Education
The Literacy Myth
College education is no guarantee of literacy.
Posted April 13, 2021 Reviewed by Ekua Hagan
Key points
- Lack of civics and revisionist history in schools have been a detriment to education, leading to under-educated college graduates.
- Educators confuse education with indoctrination. They teach youngsters only what to think, instead of how to think.
- Socratic teaching can help pupils avoid knee-jerk thinking.
I just finished attending a lecture by a prominent Texas historian, James L. Haley. The focus of his talk was on the lessons of history in the context of the American revolution against England and Texas' revolution against Mexico. The theme was that the U.S. founders and Sam Houston in Texas used their knowledge of history to create a form of government that could avoid the errors of the past if the voters were educated. The founders were themselves generally quite literate, reading history in the original Greek and Latin and absorbing the ideas of leading Renaissance philosophers.
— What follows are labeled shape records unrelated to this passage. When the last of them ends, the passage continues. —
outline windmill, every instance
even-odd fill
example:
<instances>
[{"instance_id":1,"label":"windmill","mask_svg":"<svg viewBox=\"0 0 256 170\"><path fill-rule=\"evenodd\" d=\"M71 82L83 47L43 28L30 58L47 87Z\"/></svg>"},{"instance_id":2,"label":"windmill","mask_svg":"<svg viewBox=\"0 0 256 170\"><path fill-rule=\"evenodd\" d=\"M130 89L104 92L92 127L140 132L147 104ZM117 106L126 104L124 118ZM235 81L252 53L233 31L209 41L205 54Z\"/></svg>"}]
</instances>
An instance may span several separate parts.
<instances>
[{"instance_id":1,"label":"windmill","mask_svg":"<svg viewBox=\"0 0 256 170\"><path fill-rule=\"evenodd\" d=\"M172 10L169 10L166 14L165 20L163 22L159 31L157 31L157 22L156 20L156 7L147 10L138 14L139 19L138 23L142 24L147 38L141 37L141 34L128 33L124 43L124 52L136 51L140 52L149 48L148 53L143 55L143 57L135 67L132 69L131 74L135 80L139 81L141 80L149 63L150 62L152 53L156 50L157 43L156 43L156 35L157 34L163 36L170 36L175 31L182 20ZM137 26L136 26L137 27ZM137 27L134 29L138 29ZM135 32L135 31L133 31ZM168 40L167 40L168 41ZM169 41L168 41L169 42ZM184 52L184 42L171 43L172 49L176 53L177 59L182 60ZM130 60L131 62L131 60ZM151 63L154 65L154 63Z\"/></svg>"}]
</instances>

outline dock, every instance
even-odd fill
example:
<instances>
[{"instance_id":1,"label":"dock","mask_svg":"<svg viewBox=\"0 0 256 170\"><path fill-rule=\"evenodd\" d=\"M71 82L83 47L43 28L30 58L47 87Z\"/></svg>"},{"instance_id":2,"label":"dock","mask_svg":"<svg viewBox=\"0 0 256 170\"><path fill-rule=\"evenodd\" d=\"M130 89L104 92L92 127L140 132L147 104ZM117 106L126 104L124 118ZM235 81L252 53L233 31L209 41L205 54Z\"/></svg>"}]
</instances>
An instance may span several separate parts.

Haley went on to point out that today, our government is imperiled because so many Americans are illiterate and thus incapable of correct knowledge about political issues and electing wise leaders. He presented a litany of statistics showing a shocking percentage of Americans who cannot read at all, cannot read at the fourth-grade level, and cannot read above 8th-grade level. The clear implication was that to save our country, we need a more educated pool of voters.
Education Alone Is Not Enough
While I accept that literacy is important, I think it is a myth to attribute our hyper-politically correct "woke" culture to illiteracy. In the Q&A that followed, I raised the following point: "I am not persuaded that education is the solution. The origin of much of our cancel culture originates in the universities." Liberal arts professors seem to be obsessed with race, gender, revisionist history, and Marxist ideology. James heartily agreed with my point, but the paradox was not explored, because time was running out.
How can education be a solution to illiteracy when the source of our current historical and political dystopia largely originates with ostensibly the most educated professors in the universities and more and more youngsters go to college? Could it be there is something wrong with how professors were educated and how they in turn educate citizens these days?
The answer is a resounding yes. Civics is no longer taught in K-12. History, when taught at all, is commonly taught from a revisionist perspective. As a professor with over 58 years of observing university teaching practices and consulting with the middle school teaching community, I conclude that we no longer teach youngsters how to think but focus on what to think. Educators have confused education with indoctrination. We tell students what they must learn and then test them for compliance. Too many teachers and professors were trained, not educated in the classical education sense. The focus of teaching at all levels is on what to think.
Socratic Teaching
The problem is illustrated by how few people know about logic and logical fallacies, which I tried to address in a recent blog post. The problem extends to a general inability to think critically and creatively about what one reads and hears. Where are the Socratic teachers of today who are showing students how to engage reading content, ask penetrating questions, develop reasoned possible answers, distinguish evidence from opinion, test knowledge for accuracy, and how to learn from history instead of erasing it? When it comes to reading literacy, many youngsters have such limited vocabulary and reading skills that they cannot handle the extra cognitive load of critical thinking about what they read.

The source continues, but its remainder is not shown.